Homes - Windows/Doors
Window Air Conditioners Window Air Conditioners can be "death traps".  They collect moisture from the outside and allow mycotoxins to be pushed into the home.  Remove air conditioners in the winter months and make sure to take them apart and clean them with a solution of 50/50 ammonia and water OUTSIDE before putting them back into the windows.  Failing to clean out your air conditioners each year raises your risk of mycotoxin exposure greatly!! Also this increases risk of contaminating your entire home.
Homes - HVAC Units & Systems
HVAC Drain Pans Condensation pans are under the system cooling coils. As the air passes through the coil, moisture from the air condenses and accumulates in this pan. When your HVAC system is operating properly, the pan will collect and quickly drains away all condensation. Unfortunately, your HVAC system may not always operate like it should.

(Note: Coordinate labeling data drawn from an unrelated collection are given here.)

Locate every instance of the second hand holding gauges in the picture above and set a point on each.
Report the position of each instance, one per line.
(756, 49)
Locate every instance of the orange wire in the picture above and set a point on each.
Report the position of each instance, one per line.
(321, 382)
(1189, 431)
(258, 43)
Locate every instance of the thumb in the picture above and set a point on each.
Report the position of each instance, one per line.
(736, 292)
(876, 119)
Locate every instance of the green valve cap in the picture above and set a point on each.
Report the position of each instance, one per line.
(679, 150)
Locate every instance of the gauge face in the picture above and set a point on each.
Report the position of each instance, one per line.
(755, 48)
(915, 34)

If the flow rate across the coil is too high, condensate can be carried downstream from the pan, soaking the ductwork and creating an environment in which mold can grow. Condensate pans can corrode through, allowing water to flood areas under the air handler.

Buildings - Ceiling Tiles
Ceiling Tiles Offices, warehouses and shopping areas are one of the most common places that mold victims complain of being exposed.  Ceiling tiles are highly used in buildings, warehouses, shopping areas and office areas especially right above where employees or visitors shop, work and eat.

Acoustical ceiling tiles are porous and readily absorb both moisture and dirt. Of particular concern are tiles located around ceiling HVAC system vents and below roof leaks. These tiles are subjected to the highest humidity levels in the space and accumulate more moisture leading to the growth of mold.